Resulta
que el universo lingüístico tampoco escapa del estigma de la edad
poscontemporánea. Los procesos de mundialización y el triunfo de las
tecnologías son, junto a otras perezas de los hablantes, los soportes sobre los
que se fundamenta esa nueva alma de las lenguas. Lo primero deshace,
desperdiga, mezcla. Lo segundo reduce, unifica, impone. Y, en fin, la desidia
lo abraza todo, así en la comunicación como en el completo existir.
En
1492 Antonio de Nebrija escribía en el prólogo de su Gramática de la
Lengua Castellana "que
siempre la lengua fue compañera del Imperio, y de tal manera lo siguió, que
juntamente comenzaron, crecieron y florecieron, y después junta va a ser la
caída de entrambos". Conforme a ello, sabemos que lenguas e imperios han
ido en compañía y que, hoy, la descomposición de las lenguas es también la
descomposición de los imperios.
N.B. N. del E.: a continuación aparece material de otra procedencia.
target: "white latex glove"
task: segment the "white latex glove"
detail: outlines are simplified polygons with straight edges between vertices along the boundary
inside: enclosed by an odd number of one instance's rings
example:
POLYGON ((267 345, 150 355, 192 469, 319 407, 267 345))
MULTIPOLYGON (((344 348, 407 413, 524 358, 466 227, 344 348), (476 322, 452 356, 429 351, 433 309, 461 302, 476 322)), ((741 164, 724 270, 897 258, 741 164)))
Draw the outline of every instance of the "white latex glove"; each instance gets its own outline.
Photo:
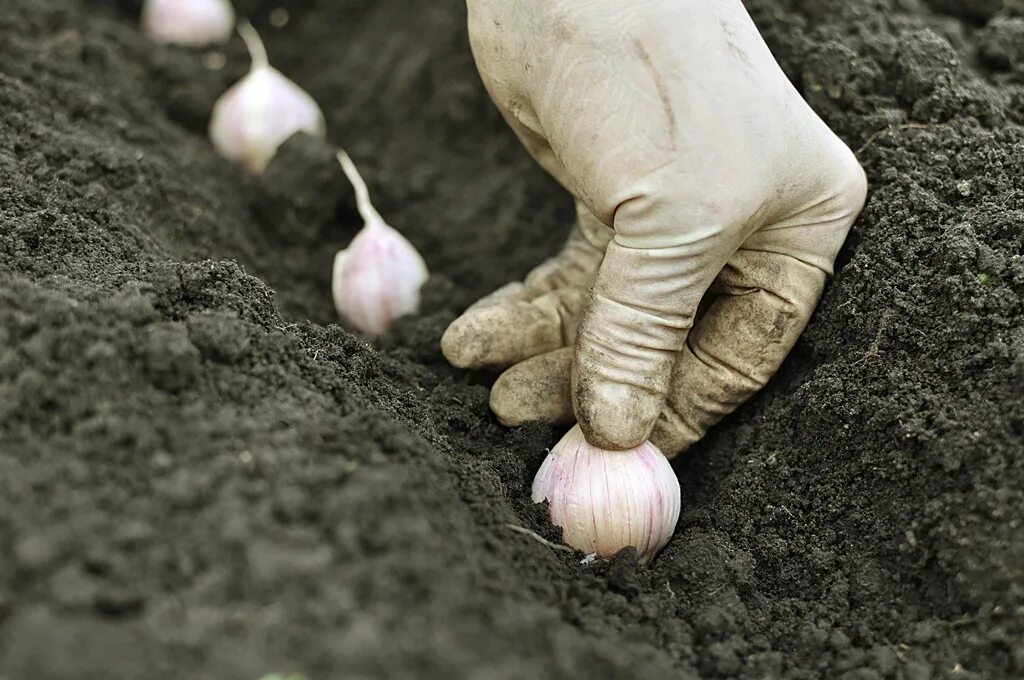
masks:
POLYGON ((508 425, 575 412, 595 446, 674 455, 778 369, 864 172, 738 0, 467 4, 484 84, 579 219, 561 254, 457 319, 444 353, 511 366, 491 395, 508 425))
La multilateralidad política implica así mismo
la multilateralidad idiomática. Y en ese devenir sólo pierden, lógicamente, los
entes menores, que poco pueden hacer por resistir al desorden y a la disputa: diez
mil años atrás, cuando había en la Tierra unos 10 millones de seres humanos, se
hablaban más de 20.000 lenguas, de las que en el siglo pasado quedaban unas 6.000;
según la UNESCO, 200 se han extinguido en el curso de las tres últimas
generaciones y en la actualidad hay unas 3.000 en riesgo de extinción. Pero,
¡cuidado!, la reducción no implica que tarde o temprano compartamos, como
desean los románticos, una única lengua universal. Será más bien un pastiche
dinámico sin norma, gramática ni unidad, construido por necesidad de los
hablantes móviles. Es lo que empieza a suceder ya en el principio de esta edad.
¿Y
qué será entonces de las lenguas de las españas? El escritor nicaragüense Sergio Ramírez nos ofrece garantías de
pervivencia sobre una de ellas: “Español de islas y tierra firme, deltas,
pampas, cordilleras, selvas, costas ardientes, páramos desolados, subiendo
hacia los volcanes y bajando hacia la mar, ningún otro idioma es dueño de un
territorio tan vasto”. La territorialidad es un aval, sí, tanto como ser la
tercera lengua más utilizada en la red, aunque el efecto pastiche tampoco puede
ignorarse, sobre todo en el territorio primitivo y entre sus habitantes, y
habrá que ver en qué deriva. Pero cabe preguntarse qué puede ocurrir con
nuestras otras lenguas hispanas,
máxime en unos momentos de nuevas fiebres nacionalistas, también muy
poscontemporáneas. Pues bien, recientemente el filólogo e historiador Francisco
Rico ha escrito en relación con ello: “No sé si en las escuelas se presta la
atención adecuada a las lenguas de todas las naciones que conviven en cada una
de las regiones españolas. Es diáfano en cambio que el estado no ha sabido
asumir y favorecer su conocimiento. Sería un despropósito que un parlamento no
privilegiara el empleo del idioma común. Pero esa evidencia utilitaria no quita
que haya muchos otros caminos para promover nuestra multiplicidad lingüística”.
Se
nos ocurre que uno de esos caminos debería ser desprenderse de prejuicios, por
otra parte y por desgracia tan acentuados en la cultura castellana. No tanto,
seguramente, por tendencia natural de los castellanoparlantes como por influjo
de gobiernos y de otras intelectualidades malsanas. Todos deberíamos coincidir,
para empezar, en la importancia de conocer unos mínimos rudimentos de catalán,
vasco o gallego, algo muy al alcance, y sentir que la supervivencia del
conjunto es tan relevante como la de cualquiera de sus partes.